Berapa buruh kasar, dan berapa berat buruh itu dipekerjaan untuk menyelesaikan
proyek raksasa itu.
Setelah
diberitahu, bahwa dari untuk membangun enam Piramida besar dan tiga lainnya
yang kecil dibutuhkan untuk memindahkan sekitar 800 juta bongkahan batu yang
diangkut dari Aswan ke Kairo. Jarak dari Aswan ke Kairo berjarak 80 mil. Di
dalam perjalanan itu, ada bongkahan – bongkahan yang tercecer, yang tidak lain
adalah bongkahan yang tidak sampai ke pusat pembangunan Piramida itu. Sang
pandu wisata mengatakan bahwa budak – budak yang mengangkut beban – beban itu banyak
yang tertimpa oleh angkutannya dan mati di tengah jalan. Sebuah sistem
perbudakan yang luar biasa dahsyatnya, menurut Syari’ati.
Sebuah
makam seorang raja, mesti dibangun di atas tumpukan – tumpukan jasad para hamba
– hamba sahaya dan buruhnya. Bekerja luar biasa beratnya. Mengangkut beban –
beban yang berat untuk mengikuti titah sang raja. Dari narasi itu, Syari’ati
mendekati nalar pembaca, memanggil para pemerhati yang peduli kepada kalangan
jelata yang telah beribu – ribu tahun diperbudak. Lalu, siapa yang akan
membebaskan budak – budak itu ?. Zoroaster, Kong Hu Cu, Budha ?. Syari’ati
menyebut mereka sebagai orang yang akan menyelematkan kaum budak, namun mereka
semua menurut Syari’ati menghianati kaum budak. Mereka semua tenggelam dan
larut dan justru mengajak manusia larut ke dalam kepertepaan, dan ‘terbang’

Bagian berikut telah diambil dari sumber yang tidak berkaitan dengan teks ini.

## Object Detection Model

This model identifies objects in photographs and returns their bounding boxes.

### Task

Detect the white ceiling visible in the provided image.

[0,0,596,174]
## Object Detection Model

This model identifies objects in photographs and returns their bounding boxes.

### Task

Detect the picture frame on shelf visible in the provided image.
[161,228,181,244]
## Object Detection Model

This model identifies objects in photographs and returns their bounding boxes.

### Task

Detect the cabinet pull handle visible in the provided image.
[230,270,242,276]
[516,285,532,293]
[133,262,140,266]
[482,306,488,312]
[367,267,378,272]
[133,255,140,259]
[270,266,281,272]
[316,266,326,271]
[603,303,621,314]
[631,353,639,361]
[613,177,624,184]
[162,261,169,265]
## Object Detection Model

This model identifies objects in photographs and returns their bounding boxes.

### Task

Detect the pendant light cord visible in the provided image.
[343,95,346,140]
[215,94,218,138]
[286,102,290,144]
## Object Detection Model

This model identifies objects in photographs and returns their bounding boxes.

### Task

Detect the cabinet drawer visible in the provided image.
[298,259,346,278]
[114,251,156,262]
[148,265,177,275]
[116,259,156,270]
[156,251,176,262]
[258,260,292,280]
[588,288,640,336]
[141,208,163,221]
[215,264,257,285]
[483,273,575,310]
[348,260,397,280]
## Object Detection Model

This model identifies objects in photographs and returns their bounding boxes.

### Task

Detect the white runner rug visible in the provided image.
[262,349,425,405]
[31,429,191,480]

menuju nirwana. Sementara “cambukan”, “keluhan”, serta “lecet-lecet” yang
menjadi bekas – bekas cambukan di atas punggung para budak tidak ada yang
mempedulikan.
Kemudian
pilihan itu ia jatuhkan pada Muhammad SAW, serta diteruskan oleh keluarganya,
Ali bin Abi Thalib. Ali-lah yang mengorbankan hidupnya untuk keadilan dan
membebaskan para budak dari perbudakan itu. Dalam bukunya, Syaria’ti menuliskan
“Kutemukan seseorang yang bekerja bagai seluruh dunia. Ialah manusia keadilan.
Orang yang sedemikian kuat dan berdisiplin sehingga menjadikan kakaknya sebagai
garapan pertama. Dialah orang yang bersitrikan puteri Muhammad SAW> bekerja
dan menderita kebangkrutan dan kelaparan selama hidupnya sebagaimana kita.
Kutemukan seseraong yang anak – anaknya merupakan pewaris bendera merah yang
sepanjang sejarah menjadi milik kelas kita”[4].
Kemudian
ia kembali menulis “Sobatku, orang – orang yang tetap setiap pada Ali adalah
anggota dalam kelompok kita yang menderita. Ia menyampaikan khutbah-khutbah ...
bukan untuk memberikan pemaafan bagi penindasan – penindasan yang ditimpakan
atas kita; tidak pula bagi ekses-ekses para pengejar kekuasaan. Semuanya itu
disampaikannya untuk mendidik dan menyelamatkan kita. Ia tidak menghunus
pedangnya untuk mempertahankan dirinya, keluarganya, rasnya, tidak pula
kekuasannya. Dia melakukannya untuk menyelamatkan kita semua...”[5]
Inilah
madzhab pemikiran yang diajarkan Syari’ati. Syiah Ali. Sebuah pemikiran yang
telah merangsang dan menggerakkan manusia – manusia di Iran untuk melawan dan
menggulingkan rezim Shah Pahlevi. Apakah ideologi itu cocok dikembangkan di
Indonesia ?. Mari kita kaji bersama. Wallohu a’lam bi as-Shawab.